The High Holidays are a lot like the syllabus for a college class. They contain detailed instructions on how students—in this case, Jews—should comport themselves during the class, which in this instance is everyday life for the next 12 months. Only, like most students, too many Jews forget to read it.
College professors often give an exasperated sigh and bemoan that so many students frequently ask questions for which the only appropriate response is, “Did you read the syllabus?” Typically, they did not. Or if they did, they forgot what it said and neglected to give it another glance.
Not everything’s in the syllabus, of course. But I always filled mine with all sorts of information, some required, some advisory, to assist students in mastering the content of the course and learning new insights about their role in society as informed, responsible global citizens. You need to read the syllabus carefully, I’d say, and not just once. It’s a helpful guide that warrants periodic attention.
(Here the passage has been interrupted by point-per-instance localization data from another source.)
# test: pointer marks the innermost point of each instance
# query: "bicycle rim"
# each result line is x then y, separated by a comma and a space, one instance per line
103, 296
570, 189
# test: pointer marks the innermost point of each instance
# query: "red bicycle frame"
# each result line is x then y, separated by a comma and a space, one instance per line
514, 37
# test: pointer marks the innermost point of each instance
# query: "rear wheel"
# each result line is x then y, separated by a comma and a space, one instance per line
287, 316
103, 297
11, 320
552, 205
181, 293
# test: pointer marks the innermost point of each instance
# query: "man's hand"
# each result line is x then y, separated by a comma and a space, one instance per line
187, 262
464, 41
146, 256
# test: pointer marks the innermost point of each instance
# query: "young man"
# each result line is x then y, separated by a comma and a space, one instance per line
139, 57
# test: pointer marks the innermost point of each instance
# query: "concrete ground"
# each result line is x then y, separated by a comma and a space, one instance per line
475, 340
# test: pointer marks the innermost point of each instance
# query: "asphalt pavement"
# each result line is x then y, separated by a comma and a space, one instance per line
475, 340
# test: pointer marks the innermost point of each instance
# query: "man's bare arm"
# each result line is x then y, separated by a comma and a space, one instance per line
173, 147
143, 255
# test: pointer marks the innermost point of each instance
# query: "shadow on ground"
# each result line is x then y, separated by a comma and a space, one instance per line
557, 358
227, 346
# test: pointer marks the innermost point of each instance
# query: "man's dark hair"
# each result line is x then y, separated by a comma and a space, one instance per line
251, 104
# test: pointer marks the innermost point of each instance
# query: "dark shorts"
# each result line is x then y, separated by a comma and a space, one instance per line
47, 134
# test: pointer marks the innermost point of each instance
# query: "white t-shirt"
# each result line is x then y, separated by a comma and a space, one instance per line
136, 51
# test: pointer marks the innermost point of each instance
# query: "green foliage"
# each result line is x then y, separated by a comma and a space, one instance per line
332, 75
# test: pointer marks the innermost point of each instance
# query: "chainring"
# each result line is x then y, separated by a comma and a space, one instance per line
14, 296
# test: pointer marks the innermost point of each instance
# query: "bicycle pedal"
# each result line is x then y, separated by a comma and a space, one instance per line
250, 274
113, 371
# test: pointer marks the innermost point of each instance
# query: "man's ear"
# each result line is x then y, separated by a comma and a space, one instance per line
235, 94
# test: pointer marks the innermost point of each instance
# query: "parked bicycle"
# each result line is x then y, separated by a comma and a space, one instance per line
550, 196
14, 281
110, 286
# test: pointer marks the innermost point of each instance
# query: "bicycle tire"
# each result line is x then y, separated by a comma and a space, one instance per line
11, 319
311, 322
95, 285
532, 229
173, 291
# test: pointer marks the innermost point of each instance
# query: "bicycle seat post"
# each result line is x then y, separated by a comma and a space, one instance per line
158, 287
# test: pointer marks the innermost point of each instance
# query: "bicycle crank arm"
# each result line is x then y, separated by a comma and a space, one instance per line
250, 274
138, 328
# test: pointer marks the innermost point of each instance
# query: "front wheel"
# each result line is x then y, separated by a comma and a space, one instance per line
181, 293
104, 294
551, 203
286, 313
And so it is with the High Holidays. Far too many Jews who pack the pews for a few days in autumn think they’ve mastered the material by humming along with the melody and nodding their head in approval (assuming they are not, as many do, nodding off during the service). Like some students, sad to say, not a few parishioners spend far more time picking out their attire than thinking about the content of what they’re supposed to read. They dress up instead of dressing down their moral lapses.
Like any good college class, the High Holidays are not a passive spectator sport for mere amusement. You need to think actively and carefully, to synthesize the material and to assess the merits of the arguments. You need to offer sound revisions when necessary, ponder alternative perspectives, muster examples from your own experiences and incorporate, as any professor hopes, the wisdom of the text into your sense of self. A carefully crafted college syllabus is not about how to get a passing grade. It’s about how to grow as a person. Should the High Holidays be any different?
Let’s face it; anybody can stand up during the services and feign an earnest pounding of their breast while reciting the vidui, or confession. If it’s going to be a hollow gesture, you may as well stay home. You’re not prepared for class.
Not every student should enroll in every class. Likewise, I would never demand that all Jews enter a synagogue on the High Holidays. My concern here, as in the classroom, is largely with those who choose to do so. If you’re going to enroll in the course, then you really should do your best. The same is true for the Ten Days of Repentance. If you’re the same person when you leave as when you arrived, then why bother even showing up? What’s the point? You did neither yourself nor the instructor—whether it’s the professor, rabbi or higher authority—proper justice. You didn’t put in the necessary time and commitment. You failed. You can blame the rabbi or professor if you wish, dismiss the readings as boring (and sometimes they are), but the truth is that the burden of responsibility for the success of the class rests on the students, as well as those who fill the pews each Rosh Hashanah and Yom Kippur. You have to do the work.
The High Holiday prayer book, or machzor, has a lot of assignments. Try some.
Many students, too, forget what they learned—or should have learned—at the end of the semester. Don’t be that student. If you’re going to attend services this Rosh Hashanah and Yom Kippur, why not commit to seriously thinking about the readings for longer than a few hours or days? Now about until you attend the refresher course the following year?
If you treat the High Holiday prayers, readings, songs and meditations as a grand syllabus to which you regularly return, and do the assignments with conviction and careful thought, then when you enter the synagogue next autumn and ponder your fate, you will feel secure in knowing that you properly studied for the test.